Why did I choose Asus over popular brands for lawyers such as HP, Dell, or Toshiba? Aside from my prior positive experience with the Asus brand, I found it was the product that matched all of the features I had in mind. The Zenbook fits a ton of premium features into a trim package, with the only major drawback being the premium price tag. The UX51VZ starts at $1,769, although there isn’t much you can (or would need to) upgrade. Is it worth the hefty price? For me, yes. But I wanted as close to a desktop replacement as I could get at a weight that can be truly mobile. What follows is a breakdown of what I was looking for.

 

 

 

The Runway Model of PC Laptops . . . Thin and Light Configuration

At around 4.0 lbs., this model fits under the 5 lb. limit I had in mind with plenty to spare. Asus refers to it as an ultraportable book, which may be a bit of a stretch given the weight and the 13"–15" display range, but it probably won’t break your back. It is heavier than the Macbook Air, which weighs in around 2.5 lbs., but the sacrifice is worth it for the increased processor and dedicated graphics. When closed, the Macbook Air comes is 0.68" thick, whereas the Asus Zenbook is 1.0" thick. Not as thin as the Air, but certainly not bulky. The Zenbook also comes with a 15" display, which provides more viewing real estate than the Air’s 11.6" or 13.3" displays.

 

Take a Second Look at the Dedicated Graphics

When you purchase a laptop, you usually have to choose between an integrated graphics card and a discrete dedicated graphics card. Integrated graphics rely on your system’s memory to operate, while discrete dedicated graphics cards have their own memory to access during usage. This criterion is more of a personal preference. You pay a premium for dedicated graphics, so anyone looking to save money can find a variety of good alternatives with integrated graphics cards. I use some graphics-intensive software and find a laptop with dedicated graphics performs better in those circumstances.

 

Think Fast . . . With the 3rd Generation Quad-Core i7 Processor

If you are going to spend money upgrading hardware, the more advanced processor you can buy, the longer your hardware will stay current. It is sort of like buying the older model iPhone when a new generation launches. The price drops not only because it is older technology, but also because it will not be maintained with updates and patches as long. Its lifespan is inherently shorter than the newer model. The processor supports all the computational functions of your machine. The Asus Zenbook comes with the 3rd Generation Quad-Core i7 processor. You can find more budget-friendly alternatives in the 3rd generation i5 processor, but these tend to be dual-core. The greater number of cores you have, the better your machine will be at multitasking. Generally speaking, i7 processors tend to be quad-core, and i5 processors tend to be dual-core. That being said, you may come across some laptops with dual-core i7 processors and some desktops with quad-core i5 processors, so check before you purchase.

 

Get Up and Running Lightning Fast With the Solid State Hard Drive

Solid-state hard drives (SSD) are becoming increasingly popular with laptop computers. SSDs use flash memory, similar to what you find in an iPhone. Earlier generations of laptops use a traditional spinning hard drive (HDD). HDD drives are large (storage capacity) and much less expensive than SSD drives. Both drives perform the same function, booting your system and storing your programs and files, so why opt for the SSD drive? Speed. Serious, noteworthy speed. Anyone who has stared painfully at the windows loading logo will be elated by the instant-on technology of a solid-state drive. There are manufacturers who offer hybrid models, which give you the best of both worlds. The SSD will boot your system lightning fast, and the HDD will store your heftier data files.

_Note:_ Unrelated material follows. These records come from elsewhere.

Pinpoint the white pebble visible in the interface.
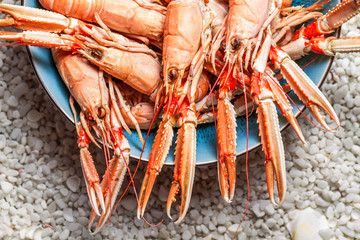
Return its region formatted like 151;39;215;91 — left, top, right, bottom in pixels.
12;82;28;98
55;198;66;209
47;160;58;170
217;213;226;225
5;169;18;177
66;176;80;192
352;210;360;220
31;213;41;222
218;226;226;234
158;185;168;202
25;163;36;173
0;135;6;149
265;204;276;216
354;96;360;107
7;95;18;107
60;188;69;196
343;137;353;150
252;203;265;218
319;229;333;239
1;181;13;194
336;202;346;213
63;208;74;222
159;228;170;238
182;230;192;240
294;158;311;169
316;197;330;208
68;223;80;231
27;109;42;122
333;85;348;102
309;144;319;155
59;229;70;240
121;196;137;211
266;218;276;228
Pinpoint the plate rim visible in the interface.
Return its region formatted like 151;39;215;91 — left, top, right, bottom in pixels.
23;0;340;166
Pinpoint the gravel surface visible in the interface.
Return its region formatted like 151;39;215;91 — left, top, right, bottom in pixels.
1;1;360;239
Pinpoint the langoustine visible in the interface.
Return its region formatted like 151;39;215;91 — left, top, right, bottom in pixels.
52;49;132;234
137;0;214;224
38;0;166;44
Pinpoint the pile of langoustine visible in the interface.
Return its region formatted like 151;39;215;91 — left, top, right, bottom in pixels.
0;0;359;234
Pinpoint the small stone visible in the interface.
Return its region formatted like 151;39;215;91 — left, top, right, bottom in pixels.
228;224;239;234
25;226;40;239
5;169;18;177
66;176;80;192
333;85;348;102
159;228;170;239
317;180;328;189
59;229;70;240
319;229;333;240
0;135;6;149
63;208;74;222
77;217;88;226
339;226;355;238
354;96;360;107
31;213;41;222
294;158;311;169
252;203;265;217
1;181;13;194
158;185;168;202
316;197;330;208
309;144;319;155
121;196;137;211
25;163;36;173
134;218;144;227
322;190;332;202
218;226;226;234
68;223;80;231
190;209;200;220
37;184;46;191
351;210;360;220
7;95;18;107
150;209;162;219
343;137;354;150
266;218;276;228
209;221;216;231
265;204;276;216
10;128;21;140
41;228;54;238
47;160;58;170
27;109;42;122
55;198;66;209
12;82;28;98
336;202;346;213
60;188;68;197
182;230;192;240
217;213;226;225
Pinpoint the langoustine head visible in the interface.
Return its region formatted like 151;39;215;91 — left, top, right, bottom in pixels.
52;49;111;139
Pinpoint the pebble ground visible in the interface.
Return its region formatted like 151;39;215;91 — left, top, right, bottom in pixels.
0;1;360;239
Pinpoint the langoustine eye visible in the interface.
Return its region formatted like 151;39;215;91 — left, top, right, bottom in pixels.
96;106;106;119
91;49;103;61
168;68;179;81
231;38;241;51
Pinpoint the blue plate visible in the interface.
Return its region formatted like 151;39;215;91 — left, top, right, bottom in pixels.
24;0;338;165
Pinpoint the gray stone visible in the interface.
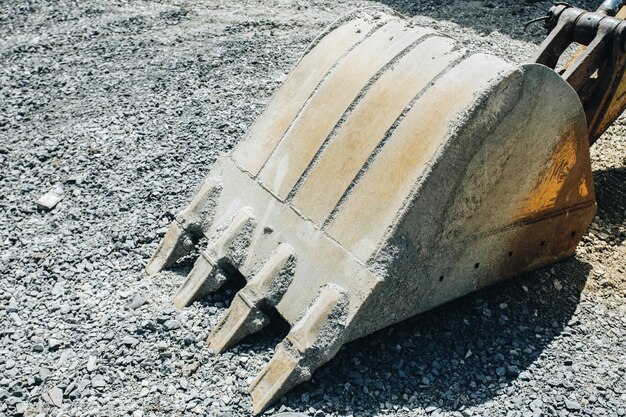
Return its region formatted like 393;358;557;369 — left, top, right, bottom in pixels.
565;399;581;411
35;186;64;210
92;374;106;388
48;338;62;350
179;377;188;390
122;336;139;346
126;295;147;310
42;387;63;407
15;402;28;415
164;319;181;330
87;356;97;372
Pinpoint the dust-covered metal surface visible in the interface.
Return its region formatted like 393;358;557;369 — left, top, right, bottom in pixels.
147;8;599;414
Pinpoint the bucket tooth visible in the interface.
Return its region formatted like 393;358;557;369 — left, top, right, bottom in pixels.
146;176;220;276
173;207;257;309
145;220;194;276
172;251;225;309
249;284;347;415
207;206;257;268
249;344;302;415
175;175;221;235
207;244;297;352
207;290;270;353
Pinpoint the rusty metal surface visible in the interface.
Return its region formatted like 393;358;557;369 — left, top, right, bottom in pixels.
534;3;626;144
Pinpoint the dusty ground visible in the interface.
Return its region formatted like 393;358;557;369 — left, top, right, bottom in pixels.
0;0;624;416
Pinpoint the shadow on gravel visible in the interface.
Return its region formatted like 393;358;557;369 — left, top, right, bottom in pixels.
594;166;626;245
282;258;592;415
164;168;626;415
371;0;600;43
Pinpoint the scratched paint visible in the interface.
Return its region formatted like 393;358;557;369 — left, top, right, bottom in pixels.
519;134;578;215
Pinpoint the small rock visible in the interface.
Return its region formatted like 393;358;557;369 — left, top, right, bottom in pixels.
179;377;188;390
507;365;520;376
530;398;543;411
36;186;64;211
496;367;506;377
126;295;147;310
156;315;170;324
182;362;200;376
164;319;181;330
122;336;139;346
67;172;87;185
33;343;45;352
48;338;62;350
87;356;97;372
51;281;65;295
553;280;563;291
15;402;28;415
42;386;63;407
38;367;50;382
91;374;106;388
10;313;23;326
565;399;581;411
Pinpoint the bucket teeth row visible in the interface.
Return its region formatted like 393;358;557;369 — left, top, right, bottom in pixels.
145;176;220;276
207;243;297;352
249;284;348;414
173;207;256;309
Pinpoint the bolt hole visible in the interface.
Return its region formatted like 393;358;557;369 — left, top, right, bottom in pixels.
474;263;480;269
571;231;576;237
540;240;546;246
508;251;513;257
439;276;444;282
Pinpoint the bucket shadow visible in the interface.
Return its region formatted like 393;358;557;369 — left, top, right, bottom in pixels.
282;257;591;414
593;165;626;245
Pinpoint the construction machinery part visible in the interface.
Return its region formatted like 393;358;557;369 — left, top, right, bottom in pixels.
144;4;626;414
535;1;626;143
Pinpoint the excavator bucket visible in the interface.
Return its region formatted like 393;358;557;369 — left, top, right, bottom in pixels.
146;8;597;414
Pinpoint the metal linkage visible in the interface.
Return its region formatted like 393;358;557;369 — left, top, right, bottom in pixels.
534;2;626;144
598;0;625;16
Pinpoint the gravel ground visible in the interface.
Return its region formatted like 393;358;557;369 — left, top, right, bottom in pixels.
1;1;625;416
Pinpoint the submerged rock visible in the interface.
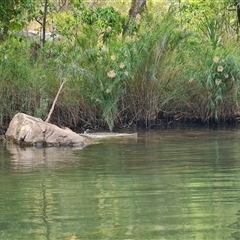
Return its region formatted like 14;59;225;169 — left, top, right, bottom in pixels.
5;113;92;148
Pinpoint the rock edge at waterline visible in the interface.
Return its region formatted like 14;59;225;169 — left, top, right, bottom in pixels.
5;113;92;148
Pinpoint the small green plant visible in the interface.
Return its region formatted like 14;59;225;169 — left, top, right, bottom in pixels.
198;15;222;49
206;55;240;120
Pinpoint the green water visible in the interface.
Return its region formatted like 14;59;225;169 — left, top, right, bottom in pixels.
1;128;240;240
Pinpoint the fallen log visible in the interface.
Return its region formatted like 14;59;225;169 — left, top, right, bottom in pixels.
81;131;137;139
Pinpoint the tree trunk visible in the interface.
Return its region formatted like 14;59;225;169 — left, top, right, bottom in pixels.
129;0;146;18
237;5;240;40
124;0;146;34
228;1;240;39
42;0;48;46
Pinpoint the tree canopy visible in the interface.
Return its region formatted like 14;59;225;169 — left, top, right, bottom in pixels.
0;0;32;40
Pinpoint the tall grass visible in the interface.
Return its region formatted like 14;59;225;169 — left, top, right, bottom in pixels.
1;6;240;131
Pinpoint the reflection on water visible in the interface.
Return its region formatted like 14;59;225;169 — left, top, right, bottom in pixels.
6;144;82;171
1;128;240;239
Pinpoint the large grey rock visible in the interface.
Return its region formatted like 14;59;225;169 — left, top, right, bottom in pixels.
5;113;92;147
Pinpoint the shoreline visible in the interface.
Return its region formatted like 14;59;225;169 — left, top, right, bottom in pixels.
1;118;239;136
1;120;239;144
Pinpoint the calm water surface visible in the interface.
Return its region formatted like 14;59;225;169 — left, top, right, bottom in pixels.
1;128;240;240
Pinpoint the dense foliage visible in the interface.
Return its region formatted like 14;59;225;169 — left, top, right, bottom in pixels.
1;0;240;132
0;0;31;40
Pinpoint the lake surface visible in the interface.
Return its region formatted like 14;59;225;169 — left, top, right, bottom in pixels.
1;128;240;240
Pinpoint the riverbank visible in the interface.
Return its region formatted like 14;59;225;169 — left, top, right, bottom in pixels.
1;5;240;132
1;116;239;138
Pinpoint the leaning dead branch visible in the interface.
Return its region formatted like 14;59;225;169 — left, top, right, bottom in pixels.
45;79;67;123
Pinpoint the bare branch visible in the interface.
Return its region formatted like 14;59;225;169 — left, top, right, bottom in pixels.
45;79;67;123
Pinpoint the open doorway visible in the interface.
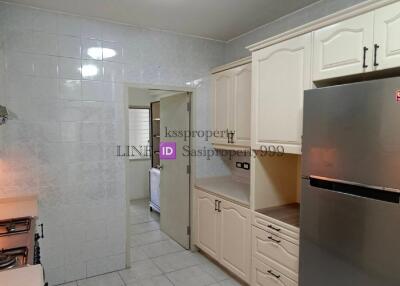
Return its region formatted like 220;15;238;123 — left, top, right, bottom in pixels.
125;86;193;261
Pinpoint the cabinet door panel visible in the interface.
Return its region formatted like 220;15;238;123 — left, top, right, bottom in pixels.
219;199;251;283
252;258;297;286
195;190;219;260
313;12;374;81
232;64;251;147
212;72;231;145
374;1;400;70
252;33;311;154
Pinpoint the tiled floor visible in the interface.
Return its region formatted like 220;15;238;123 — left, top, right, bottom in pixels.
59;199;243;286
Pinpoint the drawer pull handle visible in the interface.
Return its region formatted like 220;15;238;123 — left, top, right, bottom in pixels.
268;236;281;243
267;225;281;232
267;270;281;279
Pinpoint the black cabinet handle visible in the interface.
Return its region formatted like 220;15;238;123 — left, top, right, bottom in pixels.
374;44;380;67
217;200;221;212
215;200;218;211
267;225;281;232
267;270;281;279
268;236;281;243
362;46;368;68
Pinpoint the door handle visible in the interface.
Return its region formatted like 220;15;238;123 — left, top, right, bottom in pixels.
362;46;368;68
374;44;380;67
267;225;281;232
268;236;281;244
267;270;281;279
214;200;218;211
217;200;221;212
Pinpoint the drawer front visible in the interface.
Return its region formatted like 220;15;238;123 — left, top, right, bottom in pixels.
252;258;297;286
252;226;298;280
252;212;299;244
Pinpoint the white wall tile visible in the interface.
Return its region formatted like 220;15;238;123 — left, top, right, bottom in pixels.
103;61;124;82
81;19;103;40
81;38;102;60
58;57;82;79
58;35;82;58
102;41;124;62
57;14;81;37
32;55;58;78
31;31;58;56
58;79;82;100
32;9;57;33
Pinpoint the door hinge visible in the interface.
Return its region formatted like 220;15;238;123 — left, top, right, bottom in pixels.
187;226;191;235
187;102;191;112
187;165;191;174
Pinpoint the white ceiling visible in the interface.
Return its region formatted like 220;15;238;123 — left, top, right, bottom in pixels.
6;0;321;41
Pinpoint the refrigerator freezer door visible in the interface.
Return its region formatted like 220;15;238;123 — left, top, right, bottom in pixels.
302;77;400;189
299;178;400;286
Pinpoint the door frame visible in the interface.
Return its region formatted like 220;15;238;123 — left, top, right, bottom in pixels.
122;82;197;267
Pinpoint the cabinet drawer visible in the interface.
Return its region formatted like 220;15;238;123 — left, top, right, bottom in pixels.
252;226;298;281
252;212;299;244
252;258;297;286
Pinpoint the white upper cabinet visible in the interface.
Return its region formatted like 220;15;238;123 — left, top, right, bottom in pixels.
212;63;251;148
374;1;400;70
232;64;252;147
313;12;374;81
252;33;312;154
212;72;231;145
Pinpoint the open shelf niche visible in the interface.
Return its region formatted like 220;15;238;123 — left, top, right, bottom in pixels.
250;151;301;215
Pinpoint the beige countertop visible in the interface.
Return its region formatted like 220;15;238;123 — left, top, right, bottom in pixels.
0;265;44;286
195;176;250;207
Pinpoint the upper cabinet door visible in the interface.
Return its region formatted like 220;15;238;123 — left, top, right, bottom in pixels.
219;199;251;283
252;33;312;154
313;12;374;81
232;63;252;147
374;1;400;70
212;71;231;145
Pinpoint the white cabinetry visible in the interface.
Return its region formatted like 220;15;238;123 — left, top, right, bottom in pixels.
212;63;251;148
313;12;374;81
374;1;400;70
194;189;251;283
252;33;312;154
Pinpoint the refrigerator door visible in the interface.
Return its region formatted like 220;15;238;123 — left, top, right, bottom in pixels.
299;178;400;286
302;77;400;189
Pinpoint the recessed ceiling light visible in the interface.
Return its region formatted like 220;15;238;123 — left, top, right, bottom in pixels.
87;47;117;60
80;64;99;77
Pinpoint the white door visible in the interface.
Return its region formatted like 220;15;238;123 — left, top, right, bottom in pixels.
212;71;231;145
195;190;220;260
232;63;251;147
374;1;400;70
252;33;312;154
160;92;190;249
313;12;374;81
219;199;251;283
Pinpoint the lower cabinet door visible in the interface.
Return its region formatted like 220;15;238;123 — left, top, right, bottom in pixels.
219;199;251;283
195;190;219;260
252;258;297;286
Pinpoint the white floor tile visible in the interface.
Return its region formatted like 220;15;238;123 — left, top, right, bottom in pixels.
141;239;184;258
130;245;149;263
153;251;206;273
131;221;160;235
131;229;169;247
120;259;163;282
59;283;78;286
77;272;124;286
125;274;174;286
198;261;231;282
166;265;216;286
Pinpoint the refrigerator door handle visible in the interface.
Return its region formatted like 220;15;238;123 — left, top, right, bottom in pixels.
307;175;400;204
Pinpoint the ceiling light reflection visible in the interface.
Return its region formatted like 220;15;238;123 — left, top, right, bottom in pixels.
80;64;99;77
87;47;117;60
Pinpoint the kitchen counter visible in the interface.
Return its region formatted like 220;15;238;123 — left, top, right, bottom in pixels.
196;176;250;207
256;203;300;228
0;265;44;286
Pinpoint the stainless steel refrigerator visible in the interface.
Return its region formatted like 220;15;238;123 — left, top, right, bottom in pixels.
300;77;400;286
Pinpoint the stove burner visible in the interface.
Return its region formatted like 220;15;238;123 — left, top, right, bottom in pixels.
0;252;17;269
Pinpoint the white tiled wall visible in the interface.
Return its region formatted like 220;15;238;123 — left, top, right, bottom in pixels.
0;2;227;285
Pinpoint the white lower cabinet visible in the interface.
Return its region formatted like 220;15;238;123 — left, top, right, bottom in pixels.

The Asus Zenbook UX51VZ comes with dual 128 GB drives (256 GB total) or dual 256 GB drives (512 GB total) configurations. The Zenbook does currently offer some hybrid drive configurations, but they are heavier models.

So there you have it. Asus has created a lean, mean, workhorse in a sleek and slim package: proof that you can have it all, if you’re willing to pay for it.

 

Neither the ABA nor ABA entities endorse non-ABA products or services. This review should not be construed as an endorsement.